In recent months, former Minnesota Supreme Court Justice Alan Page and Federal Reserve Bank of Minneapolis President and Chief Executive Officer Neel Kashkari have argued in favor of the Page amendment — a state constitutional amendment to guarantee that all students receive a quality education. They state that it is “time to shift the paradigm in Minnesota from focusing solely on education systems to focusing on children and the outcomes they need to thrive in society.”
Their paradigm, human capital theory, is nearly 70 years old, and reflects the unquestioned assumption that it’s the education system’s role to provide all with economic opportunity. But the education system necessarily cannot change the fundamentals of the labor market which produces the poverty and inequality that Page and Kashkari seek to address.
I spent roughly 20 years studying inequality in the urban setting, which included examining the many deleterious effects of schools segregated by class and race. Much of this work has been about the Minneapolis schools, including the settlement in 2000 that sent thousands of the city’s low-income students to suburban schools.
As I examined education policy in some depth, I operated on the implicit assumption that addressing the needs of these schools would enable children attending them to transcend poverty. However, something did not add up. Since the 1990s, we’ve remade the education system time and again — accountability, charters, new funding formula and attendance policies, and so forth. Yet inequality has skyrocketed, and wages for most have stagnated. Achievement gaps, rooted in the disproportionately high poverty rates of racial minorities, have remained stubborn.

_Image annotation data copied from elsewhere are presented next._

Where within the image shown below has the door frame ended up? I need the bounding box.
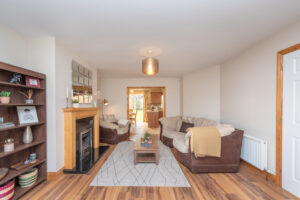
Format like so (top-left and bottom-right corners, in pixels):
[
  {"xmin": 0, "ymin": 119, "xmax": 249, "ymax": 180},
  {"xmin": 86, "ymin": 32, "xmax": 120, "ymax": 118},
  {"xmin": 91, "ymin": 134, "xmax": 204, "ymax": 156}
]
[
  {"xmin": 275, "ymin": 43, "xmax": 300, "ymax": 187},
  {"xmin": 127, "ymin": 86, "xmax": 166, "ymax": 120}
]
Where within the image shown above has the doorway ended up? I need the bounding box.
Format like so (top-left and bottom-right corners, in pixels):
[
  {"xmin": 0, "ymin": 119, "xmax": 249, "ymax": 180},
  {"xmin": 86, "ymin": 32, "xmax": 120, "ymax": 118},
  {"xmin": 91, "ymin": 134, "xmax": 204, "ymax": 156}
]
[
  {"xmin": 282, "ymin": 50, "xmax": 300, "ymax": 197},
  {"xmin": 129, "ymin": 93, "xmax": 145, "ymax": 123},
  {"xmin": 127, "ymin": 87, "xmax": 166, "ymax": 128}
]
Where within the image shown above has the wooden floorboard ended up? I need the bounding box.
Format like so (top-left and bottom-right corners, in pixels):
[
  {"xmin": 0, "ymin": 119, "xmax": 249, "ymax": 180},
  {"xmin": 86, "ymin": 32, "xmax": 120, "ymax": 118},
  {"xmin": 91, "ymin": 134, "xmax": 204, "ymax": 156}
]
[{"xmin": 22, "ymin": 125, "xmax": 297, "ymax": 200}]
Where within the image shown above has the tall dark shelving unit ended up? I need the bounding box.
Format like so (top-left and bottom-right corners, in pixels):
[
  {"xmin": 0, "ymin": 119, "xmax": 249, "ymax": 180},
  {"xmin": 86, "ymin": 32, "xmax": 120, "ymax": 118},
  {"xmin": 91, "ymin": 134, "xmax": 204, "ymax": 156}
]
[{"xmin": 0, "ymin": 62, "xmax": 47, "ymax": 199}]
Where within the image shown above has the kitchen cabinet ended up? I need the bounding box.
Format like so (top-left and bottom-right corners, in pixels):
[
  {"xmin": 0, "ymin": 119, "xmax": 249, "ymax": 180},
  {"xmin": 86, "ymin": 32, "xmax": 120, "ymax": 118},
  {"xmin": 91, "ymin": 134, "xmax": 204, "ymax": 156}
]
[{"xmin": 147, "ymin": 111, "xmax": 163, "ymax": 128}]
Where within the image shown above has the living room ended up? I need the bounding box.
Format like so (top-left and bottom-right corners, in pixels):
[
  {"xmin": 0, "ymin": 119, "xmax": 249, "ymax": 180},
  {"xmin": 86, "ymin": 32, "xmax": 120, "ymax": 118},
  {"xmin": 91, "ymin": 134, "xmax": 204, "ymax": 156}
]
[{"xmin": 0, "ymin": 0, "xmax": 300, "ymax": 199}]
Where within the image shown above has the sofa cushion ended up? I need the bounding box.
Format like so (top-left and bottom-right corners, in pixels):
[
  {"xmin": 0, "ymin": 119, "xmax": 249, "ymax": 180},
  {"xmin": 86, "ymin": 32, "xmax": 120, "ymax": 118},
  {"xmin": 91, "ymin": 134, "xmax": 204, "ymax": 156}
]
[
  {"xmin": 176, "ymin": 119, "xmax": 182, "ymax": 132},
  {"xmin": 216, "ymin": 124, "xmax": 235, "ymax": 137},
  {"xmin": 163, "ymin": 130, "xmax": 185, "ymax": 139},
  {"xmin": 117, "ymin": 127, "xmax": 128, "ymax": 135},
  {"xmin": 180, "ymin": 121, "xmax": 194, "ymax": 133},
  {"xmin": 201, "ymin": 119, "xmax": 217, "ymax": 126},
  {"xmin": 173, "ymin": 134, "xmax": 189, "ymax": 153}
]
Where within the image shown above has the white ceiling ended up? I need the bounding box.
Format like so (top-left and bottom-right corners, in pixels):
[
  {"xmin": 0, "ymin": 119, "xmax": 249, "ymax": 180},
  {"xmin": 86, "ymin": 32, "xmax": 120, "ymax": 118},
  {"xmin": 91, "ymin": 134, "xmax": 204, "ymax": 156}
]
[{"xmin": 0, "ymin": 0, "xmax": 300, "ymax": 77}]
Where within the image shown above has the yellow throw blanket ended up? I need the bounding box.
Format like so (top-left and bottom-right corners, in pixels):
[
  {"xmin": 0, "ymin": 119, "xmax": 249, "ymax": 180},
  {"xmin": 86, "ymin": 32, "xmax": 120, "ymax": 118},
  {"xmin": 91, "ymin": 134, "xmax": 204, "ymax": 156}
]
[{"xmin": 187, "ymin": 126, "xmax": 221, "ymax": 158}]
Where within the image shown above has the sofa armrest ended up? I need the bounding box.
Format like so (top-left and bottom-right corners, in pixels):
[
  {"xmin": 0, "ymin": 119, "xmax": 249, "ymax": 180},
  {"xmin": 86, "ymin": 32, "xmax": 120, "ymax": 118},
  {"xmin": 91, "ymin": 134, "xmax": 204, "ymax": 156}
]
[{"xmin": 100, "ymin": 121, "xmax": 119, "ymax": 130}]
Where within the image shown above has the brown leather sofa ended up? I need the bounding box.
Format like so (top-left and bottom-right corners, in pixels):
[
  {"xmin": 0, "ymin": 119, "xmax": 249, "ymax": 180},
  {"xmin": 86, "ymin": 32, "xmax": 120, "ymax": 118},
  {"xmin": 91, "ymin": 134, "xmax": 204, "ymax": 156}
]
[
  {"xmin": 174, "ymin": 129, "xmax": 244, "ymax": 173},
  {"xmin": 160, "ymin": 117, "xmax": 244, "ymax": 173}
]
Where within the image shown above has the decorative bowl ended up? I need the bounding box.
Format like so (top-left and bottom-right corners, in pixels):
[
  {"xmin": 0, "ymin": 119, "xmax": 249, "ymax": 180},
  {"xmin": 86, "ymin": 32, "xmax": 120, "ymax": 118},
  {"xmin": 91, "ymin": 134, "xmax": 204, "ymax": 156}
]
[{"xmin": 18, "ymin": 168, "xmax": 38, "ymax": 188}]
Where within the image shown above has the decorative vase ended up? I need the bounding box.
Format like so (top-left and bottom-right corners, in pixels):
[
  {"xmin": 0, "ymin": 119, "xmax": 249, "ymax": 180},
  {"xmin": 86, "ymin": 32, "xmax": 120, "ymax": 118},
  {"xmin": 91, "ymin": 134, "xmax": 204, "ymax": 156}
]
[
  {"xmin": 25, "ymin": 99, "xmax": 33, "ymax": 104},
  {"xmin": 23, "ymin": 126, "xmax": 33, "ymax": 144},
  {"xmin": 1, "ymin": 97, "xmax": 10, "ymax": 104}
]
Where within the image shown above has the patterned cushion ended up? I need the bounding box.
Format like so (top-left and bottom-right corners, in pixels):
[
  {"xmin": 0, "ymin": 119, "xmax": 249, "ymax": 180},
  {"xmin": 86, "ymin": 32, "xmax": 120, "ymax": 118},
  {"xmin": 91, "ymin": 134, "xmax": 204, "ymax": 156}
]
[
  {"xmin": 163, "ymin": 130, "xmax": 184, "ymax": 139},
  {"xmin": 173, "ymin": 134, "xmax": 189, "ymax": 153},
  {"xmin": 180, "ymin": 122, "xmax": 194, "ymax": 133}
]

Thus, I began studying the voluminous official labor market and education data produced by federal and state agencies and discovered that it is quite different from the story told in the reports of business interest groups that dominate our media and education ecosystem. This primary data plainly illustrates that we cannot educate ourselves out of inequality. Moreover, focusing on education’s role in providing economic opportunity has put the education establishment on permanent defense, as it is held responsible for labor market outcomes well beyond its control.
Like the United States as a whole, the labor market in Minnesota is dominated by low-wage, low-education jobs. Over 60% of all jobs in the U.S. typically require a high school education or less and pay accordingly. And for at least several decades, data from the New York Federal Reserve has shown what all college faculty and many parents and workers have long known: A large minority of bachelor’s degree holders are consistently underemployed, working in jobs requiring less formal education than they received. The educational attainment levels of the population, which are at historic highs, far exceed what the labor market requires. This is the real economy.
Making the education system responsible for the provision of economic opportunity has been a lengthy political campaign. In the 1950s and ’60s, human capital theory emerged as a proposed explanation for labor market outcomes which were tied largely to an individual’s formal education and training. Yet unions remained strong, and the social welfare state was expanding. Most workers enjoyed the economic benefits of the postwar era.
But in the 1970s, business culture changed, as did capitalism. Shareholder interests became paramount in all decision-making, and by the time the Reagan administration took over in the 1980s, business interests had settled on a strategy. As they closed manufacturing facilities, targeted unions, created increasingly unstable work arrangements, and fought tooth and nail against raising the minimum wage, business interests began a campaign to blame poverty and declining economic opportunity solely on the schools. The skills gap was invented out of whole cloth. The modern education reform movement was born.
Claims of a failing school system and permanent skills gap were repeated ad nauseum, and the campaign worked to perfection. In the public mind — and in the minds of most educators — the education system became singularly responsible for determining people’s livelihoods.In the new version of capitalism, many jobs historically requiring less education that formerly provided a decent standard of living have been eroded. To take one example: There are nearly 5,600 meat processing workers in Minnesota, and in 2020 the mean income for all such workers in the U.S. was roughly $33,000. In 1985, unionized workers at the Hormel plant in Austin, Minn., made $10.69 an hour in current dollars, equivalent to a salary of over $57,000 today. We have systematically constructed inequality, one business decision and public policy at a time.
Without question, Page and Kashkari are correct: All children should have access to excellent schools. We should support this amendment because in a society in which education is compulsory, we are morally required to make sure that all students receive a quality education. Otherwise, government is effectively mandating a form of inequality. Further, our democracy, which is increasingly at risk of evaporating, depends on a well-educated citizenry.
But we should support the Page amendment within the context of a new debate which explicitly recognizes the inherent limitations of education’s role in the provision of economic opportunity. Educators necessarily cannot determine jobs and wage levels. Rather, to truly put children first, as Page and Kashkari desire, employers and policymakers need to recommit to an economy in which all can share the gains of growth rather than a select few.
Editor’s note: The proposed Page amendment has not been passed by the Minnesota Legislature and is not appearing on any ballots on Election Day.
Neil Kraus is professor of political science at the University of Wisconsin, River Falls. He has published two books on urban politics and policies, and this piece is based on his current book project about education policy and economic inequality.